Our order book is rapidly filling up through 2023 in a multiple gigawatt hour scale. Large-scale solar plus storage is now more cost effective than traditional fossil fuel generation in many locations across the globe. This trend will continue as we remove cost, which will further displace existing and new fossil fuel generation. This is true for standalone storage as well. Many customers are utilizing Autobidder to maximize returns as we optimize our hardware and software with advanced real-time bidding strategies. They continue to outperform the market where deployed.

For Powerwall, we see continued strong demand for residential storage as customers seek increased reliability and backup home generation. We have a very large backlog of Powerwall orders and we continue to invest to increase capacity to fulfill customer orders. We’re just now capturing the full power of customer sited solar plus storage as customers in some jurisdictions are providing services back to the grid when they don’t need to consume energy or have backup power.
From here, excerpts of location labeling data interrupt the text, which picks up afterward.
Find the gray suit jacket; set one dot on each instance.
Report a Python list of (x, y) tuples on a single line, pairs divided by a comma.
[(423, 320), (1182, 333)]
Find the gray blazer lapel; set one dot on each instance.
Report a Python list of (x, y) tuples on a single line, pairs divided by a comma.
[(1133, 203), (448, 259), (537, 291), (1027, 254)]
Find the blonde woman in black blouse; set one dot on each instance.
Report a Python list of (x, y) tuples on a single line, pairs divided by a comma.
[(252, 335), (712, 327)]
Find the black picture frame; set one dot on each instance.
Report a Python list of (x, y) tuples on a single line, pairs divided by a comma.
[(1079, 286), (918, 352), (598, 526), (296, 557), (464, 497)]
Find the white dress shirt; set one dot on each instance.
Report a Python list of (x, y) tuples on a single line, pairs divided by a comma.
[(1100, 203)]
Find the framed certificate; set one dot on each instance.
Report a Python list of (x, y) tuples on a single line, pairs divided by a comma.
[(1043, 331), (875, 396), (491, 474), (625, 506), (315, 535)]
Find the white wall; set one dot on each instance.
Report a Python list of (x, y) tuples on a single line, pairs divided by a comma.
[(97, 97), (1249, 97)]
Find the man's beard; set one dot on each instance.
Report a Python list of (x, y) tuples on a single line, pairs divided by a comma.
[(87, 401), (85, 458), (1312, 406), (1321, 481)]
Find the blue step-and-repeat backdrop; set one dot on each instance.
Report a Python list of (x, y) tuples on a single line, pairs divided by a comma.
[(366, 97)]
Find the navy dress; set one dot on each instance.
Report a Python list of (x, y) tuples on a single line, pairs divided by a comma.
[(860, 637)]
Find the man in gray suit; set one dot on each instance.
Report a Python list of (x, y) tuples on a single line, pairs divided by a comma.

This has massive potential to reduce system costs and make the grid more efficient globally.

In the United States, we lowered our residential solar retrofit price to $1.49 a watt after tax incentives, which is the lowest in the industry. We’re able to do this by leveraging our online vehicle ordering infrastructure, which substantially reduced the soft cost associated with sales and marketing. As a result, our fixed costs remained relatively flat as our volume and efficiency increase, leading to increased profitability in the retrofit business. We’re using the same methodology across the entire energy business, including service to capitalize on the technology backbone of the Company.

Solar Roof is especially exciting as we’ve gained significant experience over the last year in the installation process, which is a key enabler to scale the business. We’ve recently demonstrated our ability to complete Solar Roof installation in just one day. Please note, it still requires one to two days to remove the existing roof and prepare it for the Solar Roof installation. Clearly, there will be a range of installation times based on size, complexity, weather and other factors. Overall, our reduced installation time provides a better customer experience and will enable the business to grow exponentially as scale effects allow for increased efficiency.

In closing, we believe the energy segment is poised for strong growth as we continue to focus on increasing scale, while reducing cost to maximize profitability. I want to thank the team again for their hard work and I look forward to another strong quarter ahead of us.

Questions and Answers:

Martin Viecha — Head of Investor Relations

Thank you very much, everyone. And let’s begin with questions from say.com. The first question from retail shareholders is, is Tesla planning to start 4680 cell production at Giga Berlin at the same time as vehicle production? Can Tesla share more information on what products you’ll use the battery cells from the pilot line in Fremont?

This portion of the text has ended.